As your hosts for the OHS 60th National Convention, the 2015 committee is proud and delighted to invite you to an extraordinary week of scenery, history, and pipe organs. Of the latter we have put together an unprecedented collection of historical instruments in the authentic locale where many of them were built. And what a magnificent locale it is!
The lazy flow of the mighty Connecticut River created perhaps the richest farmland in the world. Probably the valley’s most important agricultural product is its delicate shade tobacco, used in the wrappers of fine cigars. Although time does not permit us to host a cigar-sampling tour, we will be travelling amidst farms with numerous curing barns and acres of ubiquitous cheese-cloth, shading the valuable crops.
In the early 17th century, intrepid settlers—for whom the Pioneer Valley is named—navigated northward on the Connecticut founding the cities of Hartford and Springfield (1636). At that time Western Massachusetts was more closely aligned with Hartford than with Boston, possibly explaining the surprising absence of the “Boston accent” among its people. The Connecticut’s many tributaries provided 18th and 19th century craftsmen with abundant waterpower giving rise to the era of industrialists and of organ builders. On Monday (29th) Barbara Owen will speak about the most notable of the latter: William Johnson, J.W. Steere, and Emmons Howard. Their instruments reflect the efforts of the greatest 19th century American builders who for a time thrived on the banks of one of these tributaries: the Westfield River. Organs from these firms were distributed across the nation. Of course, like many prominent companies, they tended to dominate the market in their own backyard, so there are many, many organs from these firms in this region. The ones we will visit are tonally original and have survived the 20th century intact.

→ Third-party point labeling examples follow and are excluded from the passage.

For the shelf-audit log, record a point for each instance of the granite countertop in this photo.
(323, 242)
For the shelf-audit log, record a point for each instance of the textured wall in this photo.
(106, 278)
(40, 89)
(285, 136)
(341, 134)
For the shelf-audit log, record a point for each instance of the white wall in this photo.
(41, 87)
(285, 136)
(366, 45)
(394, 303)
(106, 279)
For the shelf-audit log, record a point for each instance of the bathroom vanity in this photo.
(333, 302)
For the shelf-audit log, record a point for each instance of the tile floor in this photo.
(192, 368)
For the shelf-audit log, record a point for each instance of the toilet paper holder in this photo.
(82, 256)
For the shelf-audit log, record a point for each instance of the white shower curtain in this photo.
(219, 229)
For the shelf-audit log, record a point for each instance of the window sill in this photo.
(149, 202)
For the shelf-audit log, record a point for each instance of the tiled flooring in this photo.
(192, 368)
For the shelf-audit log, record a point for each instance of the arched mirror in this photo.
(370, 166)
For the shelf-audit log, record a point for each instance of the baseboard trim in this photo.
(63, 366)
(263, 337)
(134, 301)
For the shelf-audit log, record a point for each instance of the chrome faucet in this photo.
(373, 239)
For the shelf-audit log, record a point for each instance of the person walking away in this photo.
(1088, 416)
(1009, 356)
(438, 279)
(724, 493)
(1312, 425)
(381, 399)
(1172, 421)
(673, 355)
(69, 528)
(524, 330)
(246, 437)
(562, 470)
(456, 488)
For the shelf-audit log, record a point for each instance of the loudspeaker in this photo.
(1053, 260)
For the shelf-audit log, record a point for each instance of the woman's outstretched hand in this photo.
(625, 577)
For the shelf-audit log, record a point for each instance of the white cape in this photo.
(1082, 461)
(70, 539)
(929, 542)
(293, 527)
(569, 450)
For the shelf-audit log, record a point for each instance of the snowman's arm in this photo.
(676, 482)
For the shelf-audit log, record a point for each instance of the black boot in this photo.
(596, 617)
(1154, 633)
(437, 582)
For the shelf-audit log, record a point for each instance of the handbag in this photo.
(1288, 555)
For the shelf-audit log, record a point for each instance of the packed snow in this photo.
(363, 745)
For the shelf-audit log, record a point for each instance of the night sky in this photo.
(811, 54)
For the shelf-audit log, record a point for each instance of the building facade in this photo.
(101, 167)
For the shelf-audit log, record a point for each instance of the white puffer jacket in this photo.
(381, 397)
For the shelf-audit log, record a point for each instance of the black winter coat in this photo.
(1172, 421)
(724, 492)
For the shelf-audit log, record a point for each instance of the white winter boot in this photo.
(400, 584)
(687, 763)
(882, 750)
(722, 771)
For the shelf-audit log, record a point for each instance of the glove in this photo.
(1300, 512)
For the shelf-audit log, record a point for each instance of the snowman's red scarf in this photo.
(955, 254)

The river’s valley is edged on the west by the famous Berkshire Hills. In the early 19th century these were a haven for artists and authors (Hawthorne and Melville) and later a get-away for the mega-rich New Yorkers who attempted to co-opt the aura of their more creative antecedents. The Carnegies, Morgans, Choates and others turned the Berkshires into a Newport-like social hive with their “cottages,” parades, and festivals. We will be travelling to this area on two days: optionally on Sunday (28th) to visit the Norman Rockwell Museum and Daniel Chester French estate; and again on Monday (29th) to hear James David Christie play the organ at Tanglewood and to hear Bruce Stevens play the great Great Barrington 1883 Hilborne Roosevelt organ.
We will spend Tuesday through Friday travelling along the Connecticut River barely venturing into New Hampshire to the north and Connecticut to the south. In the course of our visits we will encounter these highlights:
- The 75th anniversary of the Aeolian-Skinner organ in the Koussevitzky Music Shed at Tanglewood
- The oldest extant Johnson
- The oldest extant Casavant in the United States
- The only extant William Jackson (Albany, New York)
- The first complete organ from E.M. Skinner & Son’s Methuen factory
Every church, cathedral, and school on our itinerary is thrilled that it has been chosen and is eager to be our host. We will be staying at the finest hotel in the region—and at a very favorable rate. The food will be terrific and will be served at interesting and scenic settings. Summers in western Massachusetts are balmy, laid back, and care-free. So, don’t procrastinate. Plan to spend time with us and your other beloved OHS friends this summer. We and the spirits of William Johnson, J.W. Steere, and Emmons Howard are looking forward to your company.
Roy Perdue, CHAIR
2015 Convention Planning Committee
P.S. If you stay on through July 4th, you can watch the Springfield fireworks from your hotel window. They are set off from the Memorial Bridge adjacent to the hotel. Ask for a room on the west side of the building.